Ce courrier a été envoyé le 26 janvier 2021 à la commission des clubs de race du LOOF, afin que nos propositions soient relayées au Conseil d'Administration du LOOF.

 

Problèmes de mariages interdits entre races / fraudes à la DSN

 

Nous situons au même niveau toutes les tricheries : autres races diverses (principalement Maine Coon, British), races à yeux bleus dits dominants. Ce qui doit être mis en place pour les yeux bleus ne peut pas ne pas l’être pour les croisements avec d’autres races.
Avant tout débat, n’oublions pas qu’un chat particolore peut avoir les yeux bleus. Il ne s’agit pas de sanctionner les particularités génétiques, mais les tricheries.

 

Quel est l’impact de ces croisements pour toute race ?
Au titre du CASib, quel est l’impact pour le Sibérien ?

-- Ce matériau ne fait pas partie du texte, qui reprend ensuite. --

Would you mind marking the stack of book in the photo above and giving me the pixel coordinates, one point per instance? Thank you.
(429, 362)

Perte des caractéristiques typiques de la race, et dérive du standard, pouvant conduire à des excès qui sortiraient du type.
Si la santé du chat n’est pas remise en cause, bien que le risque soit d’augmenter la fréquence de certaines pathologies, celle de l’adoptant peut l’être avec l’augmentation du taux de FelD1, particulièrement faible chez une partie des Sibériens (cf. étude Laboratoire Indoor Biotechnologies).
Nous ne pouvons pas interdire les expérimentations faites pour apporter une caractéristique nouvelle sur la base d’un Sibérien, mais cela devrait théoriquement être fait dans le cadre d’un programme d’élevage, pour éventuellement conduire à la création d’une nouvelle race. Ce n’est pas la volonté première du CASib qui souhaite conserver l’intégrité de la race.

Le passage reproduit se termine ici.